Conditions beyond simple equality
The on expression is just a boolean — anything that returns true/false on a row pair is valid. Range joins, multi-condition joins, inequality joins all work:
# Range join: events that happened during a user's session
sessions.join(
events,
on=(
(sessions["user_id"] == events["user_id"]) &
(events["timestamp"] >= sessions["start"]) &
(events["timestamp"] < sessions["end"])
),
how="inner",
)
Useful, but watch out: only equality predicates can use Spark’s fast hash-join path. Add an inequality and Spark falls back to a sort-merge or, worse, a broadcast nested loop. The job still works, it’s just slower. We’ll see this in .explain() output in lesson 27.
A few practical patterns
Three patterns worth knowing because they show up constantly:
Enrichment. A wide event table joined to a thin dimension table — every event needs to know the country name, not just the country code. Inner join on the dim’s primary key, project the columns you actually need:
events.join(
dim_country.select("country_code", "country_name"),
on="country_code",
how="left",
)
Note the select on the right side. It limits the columns Spark has to carry through the shuffle. Habits like this matter at scale — every column you bring along is bytes on the wire.

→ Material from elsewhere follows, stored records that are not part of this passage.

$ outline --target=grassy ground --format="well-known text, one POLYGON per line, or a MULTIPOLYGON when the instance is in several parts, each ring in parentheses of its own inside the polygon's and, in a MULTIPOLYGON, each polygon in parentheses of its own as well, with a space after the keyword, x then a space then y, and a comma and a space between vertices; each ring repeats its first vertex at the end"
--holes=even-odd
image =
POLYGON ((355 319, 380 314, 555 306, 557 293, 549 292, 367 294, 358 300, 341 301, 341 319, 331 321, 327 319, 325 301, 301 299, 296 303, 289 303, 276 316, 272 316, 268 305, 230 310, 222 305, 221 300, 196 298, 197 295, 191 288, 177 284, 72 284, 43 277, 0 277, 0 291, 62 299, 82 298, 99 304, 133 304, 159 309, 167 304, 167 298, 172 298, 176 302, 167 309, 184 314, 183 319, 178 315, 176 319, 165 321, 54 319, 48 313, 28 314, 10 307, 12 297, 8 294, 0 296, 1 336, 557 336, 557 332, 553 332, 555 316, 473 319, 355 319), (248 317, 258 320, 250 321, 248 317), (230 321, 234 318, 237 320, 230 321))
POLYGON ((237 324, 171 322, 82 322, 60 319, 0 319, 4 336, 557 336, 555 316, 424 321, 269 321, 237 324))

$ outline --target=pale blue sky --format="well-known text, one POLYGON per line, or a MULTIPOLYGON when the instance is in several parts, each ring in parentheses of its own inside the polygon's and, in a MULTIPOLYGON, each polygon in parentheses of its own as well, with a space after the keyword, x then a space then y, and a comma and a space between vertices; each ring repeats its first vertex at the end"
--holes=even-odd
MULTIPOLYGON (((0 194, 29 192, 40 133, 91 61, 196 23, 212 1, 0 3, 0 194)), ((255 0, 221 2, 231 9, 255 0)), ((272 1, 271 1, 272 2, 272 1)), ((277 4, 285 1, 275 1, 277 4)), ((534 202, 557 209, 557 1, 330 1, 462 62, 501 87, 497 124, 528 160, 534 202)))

De-duplication via anti-join. You have a “things processed yesterday” table and “things to process today.” You want today minus yesterday:
today.join(yesterday.select("id"), on="id", how="left_anti")
Cleaner than the WHERE NOT IN equivalent, and it’s the right tool. NOT IN with nulls in the right-hand side gives surprising results (any null returns no rows); left_anti doesn’t have that footgun.
Existence check via semi. A user is “active” if they appear in both logins_30d and purchases_30d:
active = (logins_30d.select("user_id").distinct()
.join(purchases_30d.select("user_id"), on="user_id", how="left_semi"))
Two distincts, one semi join. No accidental row multiplication, no nulls to worry about.
What’s next
These are the seven joins. The semantics are SQL-shaped and uncontroversial. The interesting question — the one that decides whether your job runs in 30 seconds or 30 minutes — is how Spark physically executes the join. There are three main strategies (broadcast hash join, sort-merge join, shuffle hash join), and Spark picks one based on the size of each side, the join type, and the configuration.
Lesson 27 dives into broadcast joins: when one side is small enough to send everywhere, you skip the shuffle entirely and joins get cheap. Lesson 28 covers what happens when one side has a key with 100x the rows of the others — the dreaded skew problem. Lesson 29 covers salting, the standard fix.
For now, the right mental model is: write the join the way you’d write SQL, pick the right how, and avoid the duplicate-column trap. Performance comes next.
References: Apache Spark SQL documentation on join types and DataFrame join API; Databricks engineering blog posts on join strategies. Retrieved 2026-05-01.